3 Ways to Increase Intrinsic Motivation to Lose Weight

Are you familiar with intrinsic motivation and extrinsic motivation? Although both these types of motivation play unique roles in weight loss, intrinsic motivation is more effective at turning a behavior into a habit.

Intrinsic motivation is when you are self-motivated to do a task for the enjoyment of it without a need for reward. For example, if you lift weights because you enjoy the feeling of your muscles pumping or if you enjoy the process of getting stronger you would be intrinsically motivated.

Extrinsic motivation is when your primary motivation for a particular behavior is an external reward. Using the weightlifting example, if you are lifting weights so that you can look better at the beach, you are externally motivated. If you reward yourself with a vacation after completing your goal of losing 30lbs, the trip would also be an extrinsic motivation.

Extrinsic motivation is a more powerful driver for getting you to start a new habit, but extrinsically motivated habits often don’t last as long as those formed through intrinsic motivation.

Here are five ways to increase your intrinsic motivation to start losing weight.

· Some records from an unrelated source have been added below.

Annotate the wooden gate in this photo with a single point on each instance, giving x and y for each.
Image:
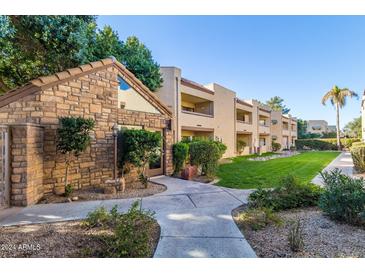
(4, 167)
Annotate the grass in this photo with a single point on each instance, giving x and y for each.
(245, 174)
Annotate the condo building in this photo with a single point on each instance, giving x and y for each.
(214, 111)
(319, 127)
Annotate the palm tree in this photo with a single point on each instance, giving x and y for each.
(338, 96)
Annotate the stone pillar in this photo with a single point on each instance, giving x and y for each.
(26, 164)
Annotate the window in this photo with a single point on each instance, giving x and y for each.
(187, 108)
(262, 142)
(123, 85)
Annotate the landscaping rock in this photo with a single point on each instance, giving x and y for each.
(110, 190)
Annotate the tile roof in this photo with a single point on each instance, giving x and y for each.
(45, 82)
(192, 84)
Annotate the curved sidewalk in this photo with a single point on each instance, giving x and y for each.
(195, 218)
(343, 162)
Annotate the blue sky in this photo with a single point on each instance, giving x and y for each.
(297, 58)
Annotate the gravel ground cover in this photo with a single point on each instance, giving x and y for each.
(323, 237)
(58, 240)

  1. Find Like-Minded Individuals. Trying to lose weight by yourself can be a lonely journey especially if your friends and family don’t have the same exercise and eating habits that you’re developing. Try to build connections with other people who are also trying to lose weight so that you can make goals together and provide encouragement to each other. Exercising in a group setting has the benefit of keeping you honest to your goals. If you tell other people about your goal, you’re more likely to stick with it than if you keep it to yourself.
  2. Set Frequent Goals for Yourself. If you only have one goal and your goal is to lose 50lbs by the end of the year, it may be discouraging if six months go by and you still have 27lbs to go. However, if you break your goal into smaller chunks like losing a pound per week, you can check off a lot more goals from your list. Every time you complete a goal, your brain will release dopamine, and you’ll get a feeling of satisfaction that will make more likely to stick with the behavior.
  3. Stick to Exercise You Enjoy. If running is your least favorite form of exercise, there’s no point in forcing yourself to go running each morning when you have a passion for swimming. There are thousands of different ways to stay active, and most of them don’t involve forcing yourself into doing something that you hate.

The psychologist Mihaly Csikszentmihalyi coined the term “flow” for when you’re so hyperfocused on a task that you lose your sense of time. If you want to reach this state of flow while you’re exercising, you’ll have to find something that you love doing. That shouldn’t be too difficult with over 8,000 sports in the world.

Finding ways to motivate yourself intrinsically will increase the probability of making regular exercise a part of your lifestyle. Try to find forms of physical activity that you enjoy and surround yourself with people with similar fitness goals to maximize the probability of sticking with your program.